I have been slacking on keeping up with posting due to exahustion from work and trying to be a functioning adult, but I am now getting around to it! Admittingly, this is running a month behind and I made sure to keep the program pamphlets for when I finally getting to posting this. I went to see Neave Trio at the Tulsa Performing Arts Center in downtown Tulsa on April 23rd and I have to admit that I have not previously heard of them beforehand. However, it does appear that they have been touring and making albums as group since 2010 and even been Grammy nominated previously before, so they have definitely made a name for themselves! I have been trying to find events to go to so that I can discover new things and I guess expand my cultural palate.
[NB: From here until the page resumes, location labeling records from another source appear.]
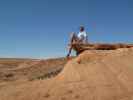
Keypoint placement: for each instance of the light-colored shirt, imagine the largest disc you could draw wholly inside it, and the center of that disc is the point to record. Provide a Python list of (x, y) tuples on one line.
[(82, 36)]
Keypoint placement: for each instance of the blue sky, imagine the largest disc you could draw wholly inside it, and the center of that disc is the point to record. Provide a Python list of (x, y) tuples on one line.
[(40, 28)]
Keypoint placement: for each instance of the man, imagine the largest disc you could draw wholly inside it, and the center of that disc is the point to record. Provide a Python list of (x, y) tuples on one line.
[(77, 39)]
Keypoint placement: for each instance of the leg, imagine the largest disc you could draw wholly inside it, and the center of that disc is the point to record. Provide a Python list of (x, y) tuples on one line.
[(72, 39)]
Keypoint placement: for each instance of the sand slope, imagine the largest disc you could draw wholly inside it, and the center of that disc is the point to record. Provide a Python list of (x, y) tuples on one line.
[(94, 75)]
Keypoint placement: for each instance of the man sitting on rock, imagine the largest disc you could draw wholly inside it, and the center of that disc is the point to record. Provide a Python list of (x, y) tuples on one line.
[(80, 38)]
I may have already explained that in one of my previous posts, but that is reasoniong behind me going around to so many different events; I just want to experience new things while I still can and have the time. I am always going to some kind of an event and I am almost always at the Tula Performing Art Center as of lately. According to the program pamplet provided, the word 'neave' in the name is Gaelic translating to 'bright' and 'radiant.' 

      From what I understand from what the members of the group were saying in between performances is that they make sure to play compositions from women composers, both from the past and present, in order to celebrate and spread their music around so they get the recognition they deserve as composers. Also because composers historically have been male and female composers were more rare in the past. They played compositions such as Gabriela Lena Frank's Four Folks (2012), Reena Esmail's Trio (2019), and Ethel Smyth's Trio in D Minor (1880). Frank, who is of both Lithuanian Jewish, Peruvian, and Chinese descent, is from Berkely, California started to create music a form of therapy growing up, as she is profoundly hearing-impaired, that explored her mixed heritage. Reena Esmail is from Chicago, Illinois and is of Indian descent, and her work attempts to bridge the two different musical and cultural worlds she is a part of. Ethel Smyth, it appears, was a successful composer during her time in London and is also well-known as a social activist and was involved inthe women's suffrage movement. She wrote and dedicated a song to the movement titled The March of the Women and even spent time in prison for two months with other suffragettes for breaking windows of the home of an opposing minister. After that, she became a Dame Commander in the Order of the British empire and had friendships with other well-known people such as Virginia Woolf and Pyotr Ilyich Tchaihovsky. Furthermore, the program pamphlet also mentions that both Smyth and Woolf may have had a pretty close relationsip in that Smyth made romantic advances towards her, however, those advances had been rejected. I guess I will have to read up more on that. My favorite for sure out of the selections is Reena Esmail's work just because it sounded pretty. I did try to find their work online through streaming platforms, but I was mostly unsuccessful, unfortunately. I would like to listen to their work more to get a better impression of them rather making a judgement after hearing them once. Just because you heard it already once doesn't mean that your judgement of it is going to change later on or that perhaps maybe you were not probably in a state to fully appreciate it at that specific moment in time. That is my logic, anyway. 
      I would encourage everybody to go and see their performances if they are in your city or nearby. They are great musicians and seems like pretty nice people that care to celebrate women composers who they believe deserve the recognition.